Nunca dejó de estar vinculado con Buenos Aires, aunque viviera a miles de kilómetros. Su carácter esquinado y su literatura sin concesiones, ha relegado a Wilcock a un restringido círculo de avisados de culto. El crítico George Steiner, nada propenso a regalar piropos, elogia la singular “extraterritorialidad” como patria de sus narraciones.

Su etapa italiana se tradujo en su literatura con un tono más demoledor y amargo en las primeras creaciones. Será en La sinagoga de los iconoclastas (en castellano en 1981, publicado por Anagrama a título póstumo) donde Wilcock module las dosis exactas de género fantástico y cotidianidad, y la sátira hilarante alcance cierta compasión hacia la inutilidad de las gestas y pasiones humanas.

La lectura de esta obra sugiere algo así como un suculento cóctel de ingredientes de Kafka, Borges y Les Luthiers. Su escepticismo sobre el alcance de las pasiones humanas es ahí recurrentemente volcado en clave satírica, aun –decíamos- con una hilaridad compasiva, de humor inteligente y elíptico. Fue una de sus textos paradigmáticos, en su ermitaña y precaria vida en el campo italiano, de cuyo recuerdo no hay otra noticia que la ofrecida por parte su amigo, y, asimismo, narrador, Ruggero Guarini: “Lleva años viviendo en el campo, en una casita sencilla, con pocos muebles y un estante de libros. Sus grandes lujos son un viejo Volkswagen y una buena radio para escuchar, cuando lo dan y tiene ganas, un lied de Hugo Wolf o un cuarteto de Anton Webern. Sin remuneración fija, escribe poemas y cuentos, pergeña algún artículo para la prensa, traduce dramas elisabethianos y, echado en un diván, lee y relee a Joyce y Wittgenstein”.

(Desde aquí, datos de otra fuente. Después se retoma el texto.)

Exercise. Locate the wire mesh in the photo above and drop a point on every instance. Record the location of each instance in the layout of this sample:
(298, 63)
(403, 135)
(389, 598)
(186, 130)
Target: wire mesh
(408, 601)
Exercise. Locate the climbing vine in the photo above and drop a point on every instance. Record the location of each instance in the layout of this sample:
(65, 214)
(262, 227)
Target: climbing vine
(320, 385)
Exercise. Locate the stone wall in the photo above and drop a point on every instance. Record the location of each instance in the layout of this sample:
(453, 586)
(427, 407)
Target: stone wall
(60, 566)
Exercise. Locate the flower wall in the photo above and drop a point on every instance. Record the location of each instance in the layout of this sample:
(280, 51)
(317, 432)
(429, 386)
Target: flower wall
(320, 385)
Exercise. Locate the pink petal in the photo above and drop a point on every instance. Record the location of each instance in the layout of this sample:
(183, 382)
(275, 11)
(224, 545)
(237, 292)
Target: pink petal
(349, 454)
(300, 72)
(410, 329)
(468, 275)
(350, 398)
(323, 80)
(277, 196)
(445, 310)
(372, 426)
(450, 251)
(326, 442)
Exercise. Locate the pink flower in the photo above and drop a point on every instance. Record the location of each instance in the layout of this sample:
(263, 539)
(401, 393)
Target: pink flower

Devoto del filósofo vienés Wittgenstein, su elocuente pensamiento le sirve de palanca para su desmitificación predilecta: la capacidad de influencia y permeabilidad social del pensamiento y la literatura. En el caso de la exitosa adaptación de Wittgenstein, unos obreros de la construcción reemplazan los ladrillos por conceptos, ante el aplauso entusiasmado de un público de expertos analistas lingüísticos; y para ilustrar la crítica a la Teoría del Solipsismo, una de las protagonistas logra transferirle telepáticamente las migrañas a una parienta suya…

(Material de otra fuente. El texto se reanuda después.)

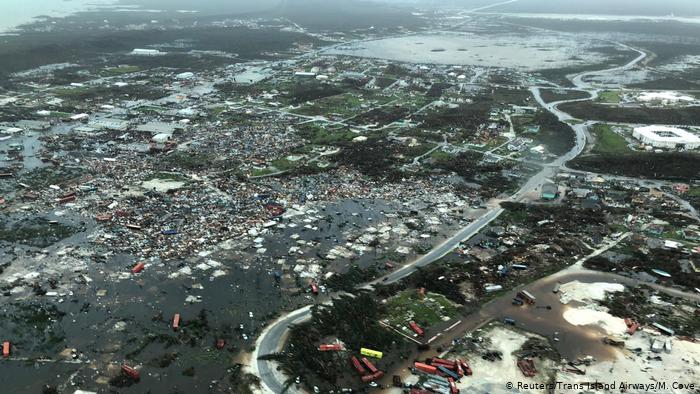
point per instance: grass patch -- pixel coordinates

No es de extrañar, en conclusión, que aquel Johnny porteño (como lo llamaban Bioy, Borges o su “adorada” Silvina Ocampo) terminara ocultándose al final de la campiña romana, y entre tanta hilaridad sin redención posible, tras este reconocimiento de honestidad aterradora: “Recuerdo con precisión el momento en el que tuve una Verdad reveladora, que hasta entonces me había sido eludida. Esa verdad era el absoluto imperio del caos, la omnipresencia de la nada, la suprema inexistencia de nuestra existencia”.